Mr. Speaker, I am heartened that somebody who previously served as the government whip is able to distance himself from the Liberal government across the way. I will continue to talk about what the Liberal government has done previously and continues to do.
The Liberal government is hoarding $35 billion in the EI fund. It is unconscionable when not nearly that amount of money is necessary.
I would like to tell the people of Alberta, who I know will undergo a provincial election very soon, exactly what is happening in terms of the EI fund. I also tell all pages in the House of Commons to pay attention because these numbers hold true for province of Ontario. The numbers hold true for those working in Ontario as well as those in Alberta.
Alberta pays $1.8 billion into the EI fund. Alberta takes out $500 million. That leaves in the fund a net $1.3 billion overpayment every year. There are 1.6 million working Albertans. If one does the math it works out to roughly $800 per person. Those numbers carry forward for House of Commons pages as well. They do not earn as much as the average worker because they are part time. If, however, they earned an average wage in the low thirty thousands per year, they would be overpaying to the tune of $800 per year in employment insurance, in terms of what they put in and what they take out in aggregate collectively.

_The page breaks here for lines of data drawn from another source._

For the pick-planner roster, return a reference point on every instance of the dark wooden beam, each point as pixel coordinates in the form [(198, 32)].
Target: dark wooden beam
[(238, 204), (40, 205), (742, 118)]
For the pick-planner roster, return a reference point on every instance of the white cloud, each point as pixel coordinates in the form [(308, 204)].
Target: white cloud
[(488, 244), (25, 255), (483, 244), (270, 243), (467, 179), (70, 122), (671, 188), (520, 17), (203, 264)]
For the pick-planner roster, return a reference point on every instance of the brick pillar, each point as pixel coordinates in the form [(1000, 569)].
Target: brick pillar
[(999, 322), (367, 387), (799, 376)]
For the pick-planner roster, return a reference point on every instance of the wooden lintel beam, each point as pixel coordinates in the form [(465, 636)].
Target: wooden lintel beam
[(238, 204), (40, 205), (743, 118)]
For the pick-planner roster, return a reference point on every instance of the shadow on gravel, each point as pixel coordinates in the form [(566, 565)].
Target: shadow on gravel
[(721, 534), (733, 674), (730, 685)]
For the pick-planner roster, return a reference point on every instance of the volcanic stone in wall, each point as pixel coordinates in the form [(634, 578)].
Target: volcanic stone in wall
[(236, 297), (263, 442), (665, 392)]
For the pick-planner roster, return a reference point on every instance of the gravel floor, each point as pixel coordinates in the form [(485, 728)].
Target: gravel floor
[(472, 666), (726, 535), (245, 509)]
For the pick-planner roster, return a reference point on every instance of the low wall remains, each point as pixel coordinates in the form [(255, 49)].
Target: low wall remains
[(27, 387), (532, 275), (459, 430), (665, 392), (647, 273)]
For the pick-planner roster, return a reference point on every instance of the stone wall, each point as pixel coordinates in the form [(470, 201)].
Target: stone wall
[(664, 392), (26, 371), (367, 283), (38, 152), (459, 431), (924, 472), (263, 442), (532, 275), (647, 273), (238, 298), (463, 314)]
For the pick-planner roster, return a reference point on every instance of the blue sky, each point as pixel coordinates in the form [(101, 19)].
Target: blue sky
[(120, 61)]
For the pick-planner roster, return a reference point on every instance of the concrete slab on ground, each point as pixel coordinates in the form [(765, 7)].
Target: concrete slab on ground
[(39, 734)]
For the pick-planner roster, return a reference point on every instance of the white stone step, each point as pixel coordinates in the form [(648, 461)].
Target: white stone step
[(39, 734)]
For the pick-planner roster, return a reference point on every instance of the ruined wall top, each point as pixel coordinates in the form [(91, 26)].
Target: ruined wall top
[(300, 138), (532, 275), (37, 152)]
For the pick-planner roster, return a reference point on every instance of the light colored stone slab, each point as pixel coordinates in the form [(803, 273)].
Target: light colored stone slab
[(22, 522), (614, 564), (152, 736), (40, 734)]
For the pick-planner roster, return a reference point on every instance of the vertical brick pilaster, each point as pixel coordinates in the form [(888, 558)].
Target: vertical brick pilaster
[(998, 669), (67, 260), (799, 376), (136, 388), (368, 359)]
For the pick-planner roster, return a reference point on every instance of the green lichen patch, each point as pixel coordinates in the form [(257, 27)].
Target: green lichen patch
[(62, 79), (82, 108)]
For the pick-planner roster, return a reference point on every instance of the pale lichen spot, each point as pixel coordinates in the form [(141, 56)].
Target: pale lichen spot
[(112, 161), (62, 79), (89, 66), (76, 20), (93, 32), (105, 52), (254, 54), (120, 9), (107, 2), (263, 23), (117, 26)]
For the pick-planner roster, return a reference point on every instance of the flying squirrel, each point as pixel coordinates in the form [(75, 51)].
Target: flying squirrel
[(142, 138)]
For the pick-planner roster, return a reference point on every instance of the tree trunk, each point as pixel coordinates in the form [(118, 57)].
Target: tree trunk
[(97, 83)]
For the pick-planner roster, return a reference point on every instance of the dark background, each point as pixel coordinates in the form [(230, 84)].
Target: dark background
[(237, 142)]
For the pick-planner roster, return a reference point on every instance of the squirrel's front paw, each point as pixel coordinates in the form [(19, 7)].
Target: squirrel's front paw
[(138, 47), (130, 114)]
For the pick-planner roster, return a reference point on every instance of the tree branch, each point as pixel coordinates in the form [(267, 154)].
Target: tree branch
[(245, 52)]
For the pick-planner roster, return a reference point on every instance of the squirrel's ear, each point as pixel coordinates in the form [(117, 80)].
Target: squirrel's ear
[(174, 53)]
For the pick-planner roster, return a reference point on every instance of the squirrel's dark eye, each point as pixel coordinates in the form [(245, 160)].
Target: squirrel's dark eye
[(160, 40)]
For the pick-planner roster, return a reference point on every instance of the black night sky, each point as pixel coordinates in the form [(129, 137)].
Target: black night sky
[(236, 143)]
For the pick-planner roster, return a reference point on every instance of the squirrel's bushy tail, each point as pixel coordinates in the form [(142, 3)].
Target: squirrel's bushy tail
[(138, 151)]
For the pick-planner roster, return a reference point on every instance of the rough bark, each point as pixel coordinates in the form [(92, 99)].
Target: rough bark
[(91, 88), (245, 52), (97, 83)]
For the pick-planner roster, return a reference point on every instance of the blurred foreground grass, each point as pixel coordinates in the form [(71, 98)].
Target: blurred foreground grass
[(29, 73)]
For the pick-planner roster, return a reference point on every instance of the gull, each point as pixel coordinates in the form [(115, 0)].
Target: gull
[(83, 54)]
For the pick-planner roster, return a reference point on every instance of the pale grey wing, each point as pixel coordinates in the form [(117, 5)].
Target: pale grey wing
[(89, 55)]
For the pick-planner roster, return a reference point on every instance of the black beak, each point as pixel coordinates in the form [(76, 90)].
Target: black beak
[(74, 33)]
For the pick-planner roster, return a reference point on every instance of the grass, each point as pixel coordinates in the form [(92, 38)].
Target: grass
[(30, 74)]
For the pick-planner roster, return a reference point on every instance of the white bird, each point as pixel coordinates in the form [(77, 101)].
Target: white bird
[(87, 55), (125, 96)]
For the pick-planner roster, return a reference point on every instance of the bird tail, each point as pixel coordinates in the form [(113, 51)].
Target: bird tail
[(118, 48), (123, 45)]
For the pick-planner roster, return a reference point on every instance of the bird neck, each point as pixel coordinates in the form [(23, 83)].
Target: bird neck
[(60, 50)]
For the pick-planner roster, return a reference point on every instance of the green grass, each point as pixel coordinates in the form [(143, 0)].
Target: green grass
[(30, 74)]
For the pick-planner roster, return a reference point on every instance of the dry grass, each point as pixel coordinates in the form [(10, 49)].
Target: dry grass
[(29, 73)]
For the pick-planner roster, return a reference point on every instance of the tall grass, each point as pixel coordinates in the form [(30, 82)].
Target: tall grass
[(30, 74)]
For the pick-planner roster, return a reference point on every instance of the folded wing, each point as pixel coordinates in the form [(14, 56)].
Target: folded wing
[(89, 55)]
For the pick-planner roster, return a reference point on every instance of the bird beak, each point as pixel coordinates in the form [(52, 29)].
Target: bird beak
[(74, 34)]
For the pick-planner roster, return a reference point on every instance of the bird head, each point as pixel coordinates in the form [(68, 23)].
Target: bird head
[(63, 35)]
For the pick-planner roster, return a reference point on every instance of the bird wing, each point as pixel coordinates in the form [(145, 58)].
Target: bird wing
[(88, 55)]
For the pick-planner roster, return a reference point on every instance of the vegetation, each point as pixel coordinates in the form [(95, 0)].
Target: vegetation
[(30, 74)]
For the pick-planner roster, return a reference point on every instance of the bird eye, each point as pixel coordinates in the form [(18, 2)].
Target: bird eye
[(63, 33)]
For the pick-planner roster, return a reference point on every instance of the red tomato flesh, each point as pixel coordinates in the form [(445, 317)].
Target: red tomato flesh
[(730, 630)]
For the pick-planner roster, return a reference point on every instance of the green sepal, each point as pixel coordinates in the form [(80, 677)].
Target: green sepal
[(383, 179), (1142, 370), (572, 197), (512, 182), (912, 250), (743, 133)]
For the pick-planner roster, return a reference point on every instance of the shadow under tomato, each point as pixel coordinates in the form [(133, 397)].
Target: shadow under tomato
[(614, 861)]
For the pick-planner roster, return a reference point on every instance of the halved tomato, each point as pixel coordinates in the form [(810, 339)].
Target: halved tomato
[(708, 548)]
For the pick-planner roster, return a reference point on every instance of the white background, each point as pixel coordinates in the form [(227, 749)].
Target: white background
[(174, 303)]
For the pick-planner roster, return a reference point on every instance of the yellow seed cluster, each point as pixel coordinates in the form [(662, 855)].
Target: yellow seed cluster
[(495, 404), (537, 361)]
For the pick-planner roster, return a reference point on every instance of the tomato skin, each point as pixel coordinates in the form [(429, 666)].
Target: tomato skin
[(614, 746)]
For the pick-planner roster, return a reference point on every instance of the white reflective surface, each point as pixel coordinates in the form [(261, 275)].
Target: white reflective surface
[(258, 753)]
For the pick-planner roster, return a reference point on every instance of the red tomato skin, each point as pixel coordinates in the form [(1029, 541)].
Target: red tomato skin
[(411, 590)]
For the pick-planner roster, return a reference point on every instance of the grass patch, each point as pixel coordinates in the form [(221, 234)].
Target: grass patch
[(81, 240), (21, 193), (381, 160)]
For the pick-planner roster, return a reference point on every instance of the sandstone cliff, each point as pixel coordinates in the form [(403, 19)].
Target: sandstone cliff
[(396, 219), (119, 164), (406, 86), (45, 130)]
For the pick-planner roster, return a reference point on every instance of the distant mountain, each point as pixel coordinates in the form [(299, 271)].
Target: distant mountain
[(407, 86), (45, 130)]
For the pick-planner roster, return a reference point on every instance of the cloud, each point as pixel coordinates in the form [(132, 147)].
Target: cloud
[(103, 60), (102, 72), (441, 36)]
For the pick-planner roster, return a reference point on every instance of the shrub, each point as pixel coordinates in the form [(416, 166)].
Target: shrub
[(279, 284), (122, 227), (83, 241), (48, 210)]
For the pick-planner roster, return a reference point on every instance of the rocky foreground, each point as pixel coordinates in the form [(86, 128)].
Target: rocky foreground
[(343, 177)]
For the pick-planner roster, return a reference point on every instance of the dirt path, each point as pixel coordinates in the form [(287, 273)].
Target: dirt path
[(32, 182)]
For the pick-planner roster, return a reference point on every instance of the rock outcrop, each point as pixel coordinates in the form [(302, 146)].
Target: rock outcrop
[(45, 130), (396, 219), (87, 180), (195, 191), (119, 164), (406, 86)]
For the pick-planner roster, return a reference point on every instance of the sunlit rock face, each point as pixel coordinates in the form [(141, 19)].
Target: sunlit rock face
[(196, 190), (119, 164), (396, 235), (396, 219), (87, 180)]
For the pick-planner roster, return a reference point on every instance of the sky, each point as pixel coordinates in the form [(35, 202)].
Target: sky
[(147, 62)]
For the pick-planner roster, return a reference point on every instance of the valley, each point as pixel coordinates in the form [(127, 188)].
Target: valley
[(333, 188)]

That is inherently unfair when the government is taxing nearly $1,000. Canadians are overpaying in terms of the Canada pension plan. The young people around this room know. I know and the government knows. You know, Mr. Speaker, that in 2017 the Canada pension plan will go bust when the actuarial demographic weight cracks down on it. Yet they are overpaying into the plan.
They and others like them are overpaying into both of these plans, EI and CPP, to the tune of $1,000 or better per year, money they could have in their wallet and spend to their own discretion rather than give to the government. It is wrong.
What I would propose is somewhat controversial so I hope members across the way will listen. Five per cent of someone's wage, whether a janitor or the president of a given corporation or public entity, could be taken and put into a mandatory retirement savings plan, a super RRSP. In that way it would not be collectively wasted. It is not a Ponzi scheme. It is not a pyramid scheme. It is not something that goes into general revenue where people wonder if it will ever come out again.
It would go into individuals' accounts. They would know how much money they put in per year. They would know the rate of return on their investment. They could put it into GICs. They could put it into treasury bills. They could put it into bonds or into any number of instruments. They would know how much they had in aggregate.
If I asked any one of the bright people in the Chamber today, and they should be fairly bright people because they are supposed to be running the country, how much they had contributed over their lifetimes into the Canada pension plan, I bet not a single one of them, not even yourself, Mr. Speaker, would know even to the nearest hundred or the nearest thousand dollars exactly how much they had put into the CPP.
The reason they do not know and you do not know, Mr. Speaker, even though they are supposed to govern this land, is that EI is a collectively held fund. Because they do not have individual accounts they do not know. It is the tragedy of the Commons. Ironic is that statement, tragedy of the Commons.
Another 5% would go to employment insurance. My father has recently retired. I hope he is having a good time and enjoying his retirement years. Maybe he is out doing something a little more enjoyable than watching me on TV. I do not know. If somebody like my father who never collected a day of employment insurance in his life could have the 5% he had set aside in EI rolled over to his pension when he turned 65, then 10% of his lifetime earnings would have been saved and invested for when he retired. That would be fair. It would be just. It would make sure that people were not abusing the worst aspects of the employment insurance system and that they would know it was theirs and was there for them.
I see the security guards around here. I remember that last session the government took money out of their pension fund, the public service pension fund. It scooped billions of dollars out of their pensionable earnings. That was wrong. If they were able to put 5% or 10% aside, they would know how much they were putting in and what they were getting as a return on their investment, rather than having the government take it from them. That would be far more just.
I hope we see that someday, rather than the present system that has all sorts of abuses wrapped up in it. People who work as part time students pay into the employment tax but have no ability to collect it. People who are self-employed and run their own businesses are double taxed, once as an employer and once as an employee.
Liberal members across the way laugh. They are making fun of the students in this room. They are making fun of the security guards who work above them. They are making fun of the people who are self-employed and double pay this tax. They laugh despite the fact that they have $20 billion sitting in their chest that they should not have. It is owed to Canadian taxpayers, not to the Liberals who laugh across the way.